¡Qué Jota!
¡Qué Jota!
Los viejos también pueden
por Mariela Ramos Oquendo
Once años atrás, los viejos del Planeta cuyo órgano viril no pudiera erguirse estaban condenados a la abstinencia. Pero en 1998 salió al mercado una pastilla azul maravillosa, que les podía resolver el problemita.
La semana pasada, los medios de comunicación del País decidieron que valía la pena contarnos que en Ciudad de México le van a regalar Viagra a los viejos mayores de 70 años.
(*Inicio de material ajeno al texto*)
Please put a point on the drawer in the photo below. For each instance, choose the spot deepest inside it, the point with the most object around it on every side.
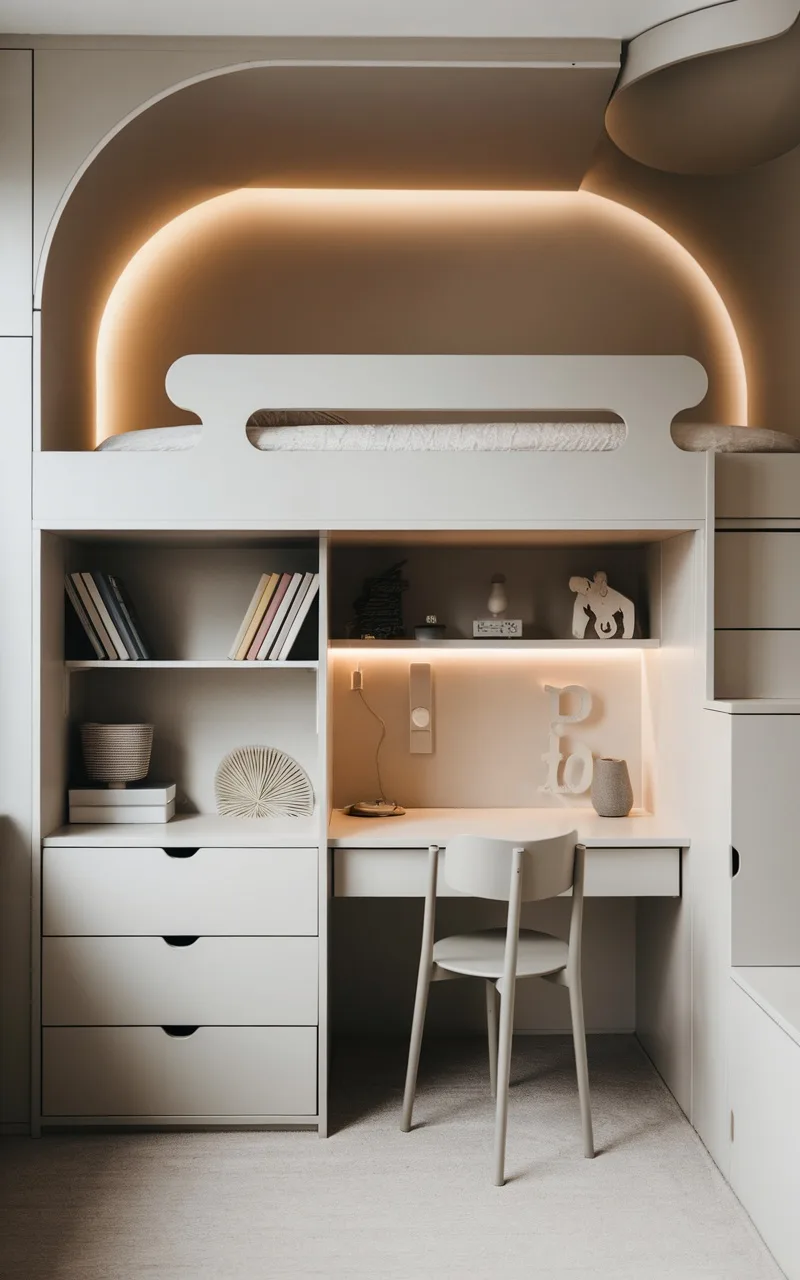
(403, 873)
(757, 579)
(118, 982)
(146, 1072)
(757, 485)
(158, 891)
(757, 664)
Los reporteros de televisión lo decían con una extraña sonrisa en sus caras, una mezcla de burla y pudor. Lo contaban incrédulos, como si los estuvieran cogiendo de bobos.
Era noticia que en un país (no tan lejano al nuestro) el gobierno había determinado que los viejos también tienen vida sexual, y que no era justo que los que sufrieran de disfunción eréctil se la perdieran. Un gobierno que dijera que el sexo después de los 50 no es una rareza, sino parte de la vida cotidiana. Y más aún, que se trata de una actividad que les prolonga la vida.
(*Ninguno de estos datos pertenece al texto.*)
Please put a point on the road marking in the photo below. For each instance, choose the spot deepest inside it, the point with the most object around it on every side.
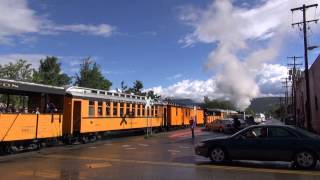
(42, 174)
(98, 165)
(173, 151)
(46, 174)
(189, 165)
(185, 147)
(144, 145)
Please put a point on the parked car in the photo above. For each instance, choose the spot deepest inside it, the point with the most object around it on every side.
(222, 125)
(264, 143)
(259, 118)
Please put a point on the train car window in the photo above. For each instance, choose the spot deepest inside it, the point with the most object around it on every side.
(91, 108)
(156, 111)
(143, 110)
(139, 110)
(99, 108)
(115, 109)
(133, 109)
(108, 108)
(121, 109)
(128, 109)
Sí. Ha sido comprobado “científicamente” que los viejos que están activos sexualmente suelen tener menos problemas de salud. (Aunque otros expertos argumentan que es gracias a la buena salud que pueden seguir teniendo sexo.) Lo cierto es que, a pesar que a algunos les parezca raro, o (por qué no decirlo) desagradable, los viejos del mundo tienen sexo y lo disfrutan.
Es probable que a muchas personas les haya sorprendido escuchar que en la capital mexicana también se van a crear varios centros de salud sexual para el “adulto mayor”, lugares a donde podrán acudir para informarse, recibir orientación y tratamiento sobre enfermedades venéreas. En Puerto Rico, la educación sexual se dirige estrictamente a los más jóvenes porque se supone que están más expuestos al sexo y sus “terribles” consecuencias. ¿Acaso los viejos no?
Parece que ésos que se inventan las campañas de educación sexual no saben que la cantidad de casos de SIDA en personas mayores de 50 años ha aumentado de forma alarmante en los últimos años, y que la causa principal de contagio son las relaciones sexuales. Quizás no se les ha ocurrido que, después de enviudar, muchos viejos deciden salir con otras personas y continuar su vida sexual pero no conocen los riesgos a los que se exponen.
Puede que consideren que no es necesario educarlos sobre cómo protegerse de las enfermedades porque las “adultas mayores” no van a quedar embarazadas. O puede que, simple y sencillamente, no se les ocurra que a los viejos les gusta el sexo y lo practican.
Ese es un mito con el que hay que acabar. Hemos desexualizado al viejo a tal grado que pensamos en ellos como si fueran niños. Como si con los años se hicieran más inocentes y perdieran los impulsos del cuerpo que los hacen sabrosamente pecadores.
Me pregunto qué pasaría en Puerto Rico si a algún legislador se le ocurriera sugerir regalarles Viagra a los viejos. Tal vez los defensores de la Resolución 99 pondrían el grito en el cielo... Lo que sí estoy segura es que las filas para recibir la dosis de la pastillita azul se quedarían cortas al lado de la fila de los cupones. ¿Regalarles Viagra a los viejos? Pos órale, ¡¿por qué no?!